# Seamless tights/shorts/underwear



## jmcg333 (Apr 17, 2015)

I've tried: Aerotech Bib, PI Quest, UA BoxerJock, other boxer briefs and can't find one thing that doesn't have a ton of stitching around the crotch area.

Can someone please recommend a short or underwear that's seamless around the crotch?


----------



## MMsRepBike (Apr 1, 2014)

for what?


----------



## jmcg333 (Apr 17, 2015)

MMsRepBike said:


> for what?


Every bike short or compression or boxer brief I've tired - the seams/stitching bother my privates.


----------



## tlg (May 11, 2011)

jmcg333 said:


> Every bike short or compression or boxer brief I've tired - the seams/stitching bother my privates.


Bike shorts have chamois pads. Thus no stitching around your privates. Unless your privates are in really strange areas.

Are you wearing compression or boxer briefs for cycling? Don't.


----------



## MMsRepBike (Apr 1, 2014)

You mean when you're riding a bike?

Assos has a new patent on chamois construction, it's called golden gate. What it is is simply eliminating the stitching on the sides of the chamois so there's nothing there to chafe.

They're the only shorts on the market like that, being patented and all.

So I suggest those. Only the S7 line has them. NeoPro, Equipe and Cento depending on how thick and nice you want the pad. They also have shorts without bibs, the S7 Mille shorts.

Assos H Mille S7 Shorts, Assos, Assos SHORTS









As you can see here, the stitching stops short of anywhere it would chafe. Same in the front. The area where it would contact your saddle has no stitching at all.

Assos H.milleshorts_s7 Shorts - Men's | Competitive Cyclist


----------



## Roland44 (Mar 21, 2013)

I've been looking for something like that, thanks!


----------



## Fredrico (Jun 15, 2002)

Roland44 said:


> I've been looking for something like that, thanks!


Assos fits like a glove and stays comfortable longer than any other short I've ever used. I save Mille bibs from a couple of years ago for longer rides. For the price, they better be. You get what you pay for!


----------



## milkbaby (Aug 14, 2009)

Catella makes welded non-stitched cycling kit. I had an old Castelli bib short where the chamois pad was welded instead of stitched as well, though I'm not sure they still use that style of construction.


----------



## jmcg333 (Apr 17, 2015)

MMsRepBike said:


> Assos has a new patent on chamois construction, it's called golden gate. What it is is simply eliminating the stitching on the sides of the chamois so there's nothing there to chafe.


Thanks, ordering now!


----------



## MR_GRUMPY (Aug 21, 2002)

This reminds me of "The Princess and the Pea".

Man up.

Just for laughs, a month ago, I ordered some insanely cheap bibs on Amazon.

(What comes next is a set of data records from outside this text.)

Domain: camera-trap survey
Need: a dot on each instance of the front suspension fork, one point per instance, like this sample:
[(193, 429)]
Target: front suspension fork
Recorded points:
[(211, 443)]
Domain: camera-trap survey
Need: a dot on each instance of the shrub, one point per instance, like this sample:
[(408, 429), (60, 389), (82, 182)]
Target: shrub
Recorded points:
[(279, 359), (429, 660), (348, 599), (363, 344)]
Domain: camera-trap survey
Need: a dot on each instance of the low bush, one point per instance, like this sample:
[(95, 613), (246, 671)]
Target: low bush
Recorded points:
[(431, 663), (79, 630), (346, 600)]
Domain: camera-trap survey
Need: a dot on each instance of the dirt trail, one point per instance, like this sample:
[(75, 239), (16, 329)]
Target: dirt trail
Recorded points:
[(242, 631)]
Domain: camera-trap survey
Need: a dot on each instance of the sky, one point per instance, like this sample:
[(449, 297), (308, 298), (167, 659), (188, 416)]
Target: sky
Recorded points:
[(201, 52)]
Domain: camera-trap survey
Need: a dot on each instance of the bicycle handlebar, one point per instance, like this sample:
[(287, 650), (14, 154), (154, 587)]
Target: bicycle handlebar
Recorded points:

Turns out, they have a completely one piece seat pad with all those little bumps and grooves that the $300 bibs have. They'll probably only last for a year, but we'll see how they feel after 6 months in the rotation.


----------



## Lombard (May 8, 2014)

Most bike shorts and tights I've seen do have that dreaded seam in the front. I don't find any discomfort, but have to wonder when the next wardrobe malfunction will occur.  I had a pair of tights split there and luckily, I was wearing my bike shorts underneath!


----------



## Special Eyes (Feb 2, 2011)

I've tried countless varieties of undies over the past few years and these are seamless, wicking and comfortable. Last long too. Almost like wearing none but with much better support. Jockey Seamfree Low Rise Brief - 10303


----------



## michaelcogburn.c (Nov 22, 2015)

I do use Assos shorts. They are very comfortable to wear.


----------